The Crusades Begin
There were seven Crusades in all, dating from 1095 to 1291, with the First Crusade being the most successful from a military point of view.
The First Crusade was an attempt to re-capture Jerusalem. Christians had paid pilgrimage to the Holy Land since the time of Constantine. After Jerusalem had been captured by the Saljuk Turks in 1076, any Christian who wanted to pay a pilgrimage to the city faced a very hard time with the Moslem soldiers making life very difficult for the Christians. Trying to get to Jerusalem was filled with danger.

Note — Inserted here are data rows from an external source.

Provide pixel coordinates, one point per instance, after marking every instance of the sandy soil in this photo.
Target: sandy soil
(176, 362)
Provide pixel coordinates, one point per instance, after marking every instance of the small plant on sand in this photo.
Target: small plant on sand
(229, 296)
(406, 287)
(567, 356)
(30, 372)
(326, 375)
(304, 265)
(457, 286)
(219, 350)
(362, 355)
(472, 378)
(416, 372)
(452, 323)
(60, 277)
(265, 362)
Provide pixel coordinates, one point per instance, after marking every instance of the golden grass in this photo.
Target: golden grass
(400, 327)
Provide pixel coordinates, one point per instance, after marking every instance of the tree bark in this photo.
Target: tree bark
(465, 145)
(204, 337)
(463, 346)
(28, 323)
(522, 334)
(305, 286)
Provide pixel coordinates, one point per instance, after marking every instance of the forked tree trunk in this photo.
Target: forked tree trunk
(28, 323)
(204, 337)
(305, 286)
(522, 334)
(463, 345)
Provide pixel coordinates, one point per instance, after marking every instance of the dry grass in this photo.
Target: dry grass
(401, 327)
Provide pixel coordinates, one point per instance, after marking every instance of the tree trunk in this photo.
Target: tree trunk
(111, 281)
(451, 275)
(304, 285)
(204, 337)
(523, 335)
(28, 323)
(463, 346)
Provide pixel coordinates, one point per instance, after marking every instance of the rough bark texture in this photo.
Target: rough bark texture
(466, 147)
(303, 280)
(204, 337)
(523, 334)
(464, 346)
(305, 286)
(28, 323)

Emperor Alexus I of Constantinople, modern day Turkey, feared that his country might fall to the Moslems as they were very close to another territory that had already been captured. Alexus called on Pope Urban II for help. On November 27th, 1095, Urban spoke to a crowd at the Council of Claremont in France. In this speech, considered the most influential speech of the Middle Ages, he called for a war against the Moslems so that Jerusalem could be regained. He promised that any volunteer who participated would be forgiven their sins and asked for each warrior to wear a cloth cross on his tunic.
Those who volunteered to fight the Moslems cut out red crosses and sewed them on their tunics. The French word "croix" means cross and the word changed to "croisades" or crusades. The Holy War was begun.